Cette initiative vise, en fait, à permettre au corps médical de progresser dans la connaissance d'un syndrome dont les causes restent encore méconnues. Des campagnes de prévention aérer la chambre du bébé, éviter la position ventrale durant le sommeil, ne pas fumer en sa présence... ont permis de diminuer, de manière sensible, le nombre de cas enregistrés chaque année. Mais ce n'est pas suffisant. Ce texte fournit, en fait, un nouvel outil; en sachant qu'à l'heure actuelle, l'autopsie n'est pratiquée que dans 20% des cas (un taux bien inférieur à nos voisins.
Enfin, ce syndrome soulève de lourdes interrogations, liées à l'attitude parfois ambiguë de certains parents. Des études évaluent à un peu moins de 5% le nombre de nourrissons apparemment décédés pour une raison inexpliquée, mais qui seraient en fait morts étouffés, sans trace apparente de mauvais traitements.
Les trois temps forts de la proposition.

• Un: les parents (ou les personnes qui exercent l'autorité parentale) `peuvent demander´ une autopsie permettant de rechercher les causes du décès médicalement inexpliqué. Dans un premier à l'instar de la procédure qui prévaut pour le don d'organe , il était prévu que l'autopsie serait pratiquée d'office, sauf si les parents informés au préalable s'y opposaient. Par ailleurs, l'âge des enfants a été abaissé, passant de deux ans à un an.

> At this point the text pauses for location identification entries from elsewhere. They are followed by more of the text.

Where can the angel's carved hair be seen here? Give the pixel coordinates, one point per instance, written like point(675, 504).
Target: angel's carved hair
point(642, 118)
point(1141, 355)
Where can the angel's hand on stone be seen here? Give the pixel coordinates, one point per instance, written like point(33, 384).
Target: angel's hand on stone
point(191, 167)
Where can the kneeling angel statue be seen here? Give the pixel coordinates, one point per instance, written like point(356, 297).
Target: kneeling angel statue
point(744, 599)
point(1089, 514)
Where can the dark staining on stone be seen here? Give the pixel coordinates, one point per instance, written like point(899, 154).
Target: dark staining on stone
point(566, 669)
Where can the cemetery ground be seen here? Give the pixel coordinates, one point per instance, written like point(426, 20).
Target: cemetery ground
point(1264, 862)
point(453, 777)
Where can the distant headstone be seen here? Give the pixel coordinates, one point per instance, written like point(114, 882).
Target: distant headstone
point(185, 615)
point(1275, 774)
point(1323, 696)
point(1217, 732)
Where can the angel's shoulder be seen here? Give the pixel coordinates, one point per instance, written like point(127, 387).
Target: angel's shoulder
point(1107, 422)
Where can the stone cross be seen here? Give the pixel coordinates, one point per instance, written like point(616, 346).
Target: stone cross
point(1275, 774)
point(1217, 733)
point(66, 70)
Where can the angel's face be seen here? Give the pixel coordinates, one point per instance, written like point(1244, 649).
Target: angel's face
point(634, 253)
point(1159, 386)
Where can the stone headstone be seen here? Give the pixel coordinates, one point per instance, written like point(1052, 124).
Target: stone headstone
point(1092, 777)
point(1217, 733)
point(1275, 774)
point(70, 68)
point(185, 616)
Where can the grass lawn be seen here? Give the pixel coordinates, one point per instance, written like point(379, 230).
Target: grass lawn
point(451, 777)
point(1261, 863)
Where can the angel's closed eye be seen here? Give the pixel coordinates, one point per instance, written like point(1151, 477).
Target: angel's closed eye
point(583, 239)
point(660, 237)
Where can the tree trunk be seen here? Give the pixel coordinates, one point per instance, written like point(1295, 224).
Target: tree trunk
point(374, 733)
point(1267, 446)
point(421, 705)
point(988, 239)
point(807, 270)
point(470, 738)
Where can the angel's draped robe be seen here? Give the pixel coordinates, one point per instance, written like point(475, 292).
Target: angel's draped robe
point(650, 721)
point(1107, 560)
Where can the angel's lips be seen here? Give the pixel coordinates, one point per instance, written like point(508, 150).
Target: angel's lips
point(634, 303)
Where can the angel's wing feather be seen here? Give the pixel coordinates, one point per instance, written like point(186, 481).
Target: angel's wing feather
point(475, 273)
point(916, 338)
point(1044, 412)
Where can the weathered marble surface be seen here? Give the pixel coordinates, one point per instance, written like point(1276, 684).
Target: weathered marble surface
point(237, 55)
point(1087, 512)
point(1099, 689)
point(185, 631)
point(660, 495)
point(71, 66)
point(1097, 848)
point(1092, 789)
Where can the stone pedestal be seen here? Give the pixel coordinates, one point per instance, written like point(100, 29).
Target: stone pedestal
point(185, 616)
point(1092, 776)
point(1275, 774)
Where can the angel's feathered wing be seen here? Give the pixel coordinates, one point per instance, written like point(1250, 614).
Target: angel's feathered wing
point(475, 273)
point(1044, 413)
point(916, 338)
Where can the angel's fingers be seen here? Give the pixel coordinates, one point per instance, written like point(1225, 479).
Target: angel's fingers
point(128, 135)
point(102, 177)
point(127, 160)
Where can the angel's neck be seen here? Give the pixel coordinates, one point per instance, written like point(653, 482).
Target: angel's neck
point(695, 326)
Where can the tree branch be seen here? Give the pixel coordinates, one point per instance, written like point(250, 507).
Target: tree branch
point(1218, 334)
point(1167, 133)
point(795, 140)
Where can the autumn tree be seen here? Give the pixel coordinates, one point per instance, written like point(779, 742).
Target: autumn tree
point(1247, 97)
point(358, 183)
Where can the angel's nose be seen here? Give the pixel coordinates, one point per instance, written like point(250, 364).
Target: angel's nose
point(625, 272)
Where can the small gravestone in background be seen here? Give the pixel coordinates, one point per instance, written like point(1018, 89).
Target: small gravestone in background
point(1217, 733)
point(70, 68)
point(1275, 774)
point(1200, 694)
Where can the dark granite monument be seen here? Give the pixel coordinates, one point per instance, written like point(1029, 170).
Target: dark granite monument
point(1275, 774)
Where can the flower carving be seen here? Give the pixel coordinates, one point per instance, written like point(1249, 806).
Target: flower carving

• Deux: le médecin qui constate le décès a l'obligation d'informer les parents du droit à demander l'autopsie, qu'il leur propose d'ailleurs `dans le cadre d'un bilan post-mortem´. La décision des parents doit être actée par écrit.

• Trois: le corps de l'enfant doit être pris en charge par un centre spécialisé dans la mort subite. Le certificat de décès ne pourra porter la mention `mort subite´ que si une autopsie dont les résultats seront évidemment communiqués aux parents a été pratiquée.